If we have a microservice which is responsible solely for recording viewing, we can of course use REST to log the view.

Notice the new service has its own private database, as described in part 1. We’ve chosen MongoDb – it has its detractors, but it will work well for this type of data. We can easily store large blocks of the viewing figures in memory, so it’s going to be easy to do fast calculations and aggregations. When this was handled by the monolith in MySQL, doing even basic calculations was grinding the whole system to a halt. One of the joys of microservices is we can make these decisions without too much agony – if it doesn’t work out, we can tear down the whole microservice and replace it with a different solution. I call this “ephemerality” but it’s a pompous word so it will never catch on.

This call doesn’t need to be synchronous – the video can safely play even if we haven’t yet logged the viewing. There are ways of
making asynchronous REST requests (Spring features an @Asynch annotation which starts a new thread – I’ve never covered this on any course, but I will maybe get around to that someday).

But this is a great use for messages. Instead of making a call to the service, we could just fire off a message to a queue. We don’t care who consumes the message – we just know we’ve logged that message.

We would then just make the ViewingFigures service either respond to messages on that queue – or, even better, we could use a Topic instead of a Queue. With a Topic, multiple consumers can register an interest. So, in the future, if new services are built which are also interested in the EVENT that a video has been watched, well, they can subscribe to that topic as well.

A Topic has multiple subscribers which can be added over time. Note that on AWS this is implemented using the SNS, Simple Notification Service

This gains us the robustness that we desired above, without the need for extra plumbing such as circuit breakers and load balancers. If the viewing figures service goes down, it’s no problem to the monolith as it isn’t calling it – it’s just sending a
message to a queue or topic. The queue will start to backlog the messages until the service comes back up again, and then the service can catch up on its work.

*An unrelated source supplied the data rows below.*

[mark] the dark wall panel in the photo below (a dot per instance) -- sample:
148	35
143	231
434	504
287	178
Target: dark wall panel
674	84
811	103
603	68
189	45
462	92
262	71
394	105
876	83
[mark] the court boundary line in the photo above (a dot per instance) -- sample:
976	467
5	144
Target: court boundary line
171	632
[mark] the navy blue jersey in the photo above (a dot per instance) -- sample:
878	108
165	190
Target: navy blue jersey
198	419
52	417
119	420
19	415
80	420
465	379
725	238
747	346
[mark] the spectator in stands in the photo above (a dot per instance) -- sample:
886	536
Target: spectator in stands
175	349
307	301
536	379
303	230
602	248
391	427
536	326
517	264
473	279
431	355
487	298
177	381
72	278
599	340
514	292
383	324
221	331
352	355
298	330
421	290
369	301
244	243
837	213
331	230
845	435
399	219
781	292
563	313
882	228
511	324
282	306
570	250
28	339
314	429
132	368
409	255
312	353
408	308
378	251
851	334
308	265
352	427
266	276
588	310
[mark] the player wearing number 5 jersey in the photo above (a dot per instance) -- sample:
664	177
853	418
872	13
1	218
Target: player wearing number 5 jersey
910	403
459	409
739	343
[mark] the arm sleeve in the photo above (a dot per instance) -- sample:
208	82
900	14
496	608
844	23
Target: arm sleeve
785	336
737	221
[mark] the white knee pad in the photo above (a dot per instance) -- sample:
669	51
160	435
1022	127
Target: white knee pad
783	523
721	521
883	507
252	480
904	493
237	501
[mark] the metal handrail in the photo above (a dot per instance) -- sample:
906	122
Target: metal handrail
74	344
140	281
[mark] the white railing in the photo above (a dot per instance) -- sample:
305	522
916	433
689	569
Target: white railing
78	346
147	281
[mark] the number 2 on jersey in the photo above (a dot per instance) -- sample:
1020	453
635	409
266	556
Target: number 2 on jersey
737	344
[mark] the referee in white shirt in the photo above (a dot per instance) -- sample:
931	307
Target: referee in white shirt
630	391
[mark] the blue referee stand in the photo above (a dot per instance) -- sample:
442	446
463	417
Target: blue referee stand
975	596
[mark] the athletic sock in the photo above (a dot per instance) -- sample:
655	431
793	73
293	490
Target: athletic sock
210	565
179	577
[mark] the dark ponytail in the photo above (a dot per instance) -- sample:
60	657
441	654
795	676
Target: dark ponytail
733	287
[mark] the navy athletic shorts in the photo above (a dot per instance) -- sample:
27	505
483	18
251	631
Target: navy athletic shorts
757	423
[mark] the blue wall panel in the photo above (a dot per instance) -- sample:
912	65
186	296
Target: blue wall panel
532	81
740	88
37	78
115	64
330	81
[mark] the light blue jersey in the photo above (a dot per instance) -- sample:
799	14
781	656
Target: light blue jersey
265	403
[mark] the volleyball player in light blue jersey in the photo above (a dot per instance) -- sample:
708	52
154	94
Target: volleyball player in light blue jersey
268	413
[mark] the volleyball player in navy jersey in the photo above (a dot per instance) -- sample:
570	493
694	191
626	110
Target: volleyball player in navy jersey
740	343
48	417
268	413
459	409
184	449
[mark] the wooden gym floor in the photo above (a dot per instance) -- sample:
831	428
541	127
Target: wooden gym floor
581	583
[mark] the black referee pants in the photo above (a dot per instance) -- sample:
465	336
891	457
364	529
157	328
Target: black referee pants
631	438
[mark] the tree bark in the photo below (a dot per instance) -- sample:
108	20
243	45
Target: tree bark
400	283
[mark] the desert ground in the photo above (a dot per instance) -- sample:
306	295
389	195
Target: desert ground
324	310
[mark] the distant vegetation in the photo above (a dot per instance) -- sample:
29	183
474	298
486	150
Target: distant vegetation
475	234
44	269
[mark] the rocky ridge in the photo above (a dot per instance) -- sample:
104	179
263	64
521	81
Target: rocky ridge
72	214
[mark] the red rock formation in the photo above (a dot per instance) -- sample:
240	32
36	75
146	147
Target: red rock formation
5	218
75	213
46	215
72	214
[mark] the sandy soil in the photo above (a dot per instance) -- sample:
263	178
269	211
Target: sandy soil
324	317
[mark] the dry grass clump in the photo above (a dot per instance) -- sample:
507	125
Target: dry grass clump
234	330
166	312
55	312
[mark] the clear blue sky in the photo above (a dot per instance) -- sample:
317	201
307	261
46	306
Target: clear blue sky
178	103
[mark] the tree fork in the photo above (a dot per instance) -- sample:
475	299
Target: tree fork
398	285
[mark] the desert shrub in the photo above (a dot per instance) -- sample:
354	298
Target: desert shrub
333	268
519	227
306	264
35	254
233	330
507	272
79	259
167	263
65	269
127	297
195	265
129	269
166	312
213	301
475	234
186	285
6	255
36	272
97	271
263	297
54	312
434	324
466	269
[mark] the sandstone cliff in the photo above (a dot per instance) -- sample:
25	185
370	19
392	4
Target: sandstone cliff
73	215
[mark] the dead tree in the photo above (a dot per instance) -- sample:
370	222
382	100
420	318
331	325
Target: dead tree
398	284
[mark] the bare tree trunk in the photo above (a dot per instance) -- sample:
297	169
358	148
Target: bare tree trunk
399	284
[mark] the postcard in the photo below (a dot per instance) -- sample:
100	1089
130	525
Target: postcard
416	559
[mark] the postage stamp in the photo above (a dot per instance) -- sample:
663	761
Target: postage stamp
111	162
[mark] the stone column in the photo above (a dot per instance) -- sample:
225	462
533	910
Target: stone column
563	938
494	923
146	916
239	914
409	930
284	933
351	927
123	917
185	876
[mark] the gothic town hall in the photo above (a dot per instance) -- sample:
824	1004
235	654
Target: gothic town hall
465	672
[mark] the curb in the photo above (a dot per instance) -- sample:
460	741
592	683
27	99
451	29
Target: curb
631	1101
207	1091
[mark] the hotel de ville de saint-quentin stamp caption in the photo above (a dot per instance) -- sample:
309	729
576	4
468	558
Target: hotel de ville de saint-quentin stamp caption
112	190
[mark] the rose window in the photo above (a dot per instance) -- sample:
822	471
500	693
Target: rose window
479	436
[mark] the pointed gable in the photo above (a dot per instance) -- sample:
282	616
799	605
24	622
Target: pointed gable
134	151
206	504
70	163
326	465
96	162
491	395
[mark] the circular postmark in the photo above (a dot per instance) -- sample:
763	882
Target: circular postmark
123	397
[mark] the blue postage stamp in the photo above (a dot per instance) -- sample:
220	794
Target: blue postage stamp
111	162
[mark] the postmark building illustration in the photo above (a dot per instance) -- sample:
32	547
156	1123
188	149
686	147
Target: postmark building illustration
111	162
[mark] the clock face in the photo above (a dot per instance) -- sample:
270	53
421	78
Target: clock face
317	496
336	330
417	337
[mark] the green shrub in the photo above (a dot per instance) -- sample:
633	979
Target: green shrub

Things to think about: it is essential to ensure the queue has an extremely high uptime. With a few mouse clicks (* see footnote), Amazon SQS
automatically provisions a queue which is transparently duplicated across multiple Availability Zones (data centers). You can’t assume it will NEVER go down and you must code for this on the calling side. In this case, I would log the exception and carry on, it’s no disaster if we miss some viewing records.

Although we’ve covered messaging in standard JavaEE (and we have a course covering this on WildFly releasing soon), for some reason we’ve never covered messaging for Spring. So that’s going to go on the new course as well!

As always, I’m sorry for the long blog post, I didn’t have time to write a shorter one – I’m busy working on the new course!

(* footnote) Edit to add: Ahem, I meant, of course – “with a simple script, under source control, using a tool such as Puppet, Chef or Ansible”. That needs to be a course too!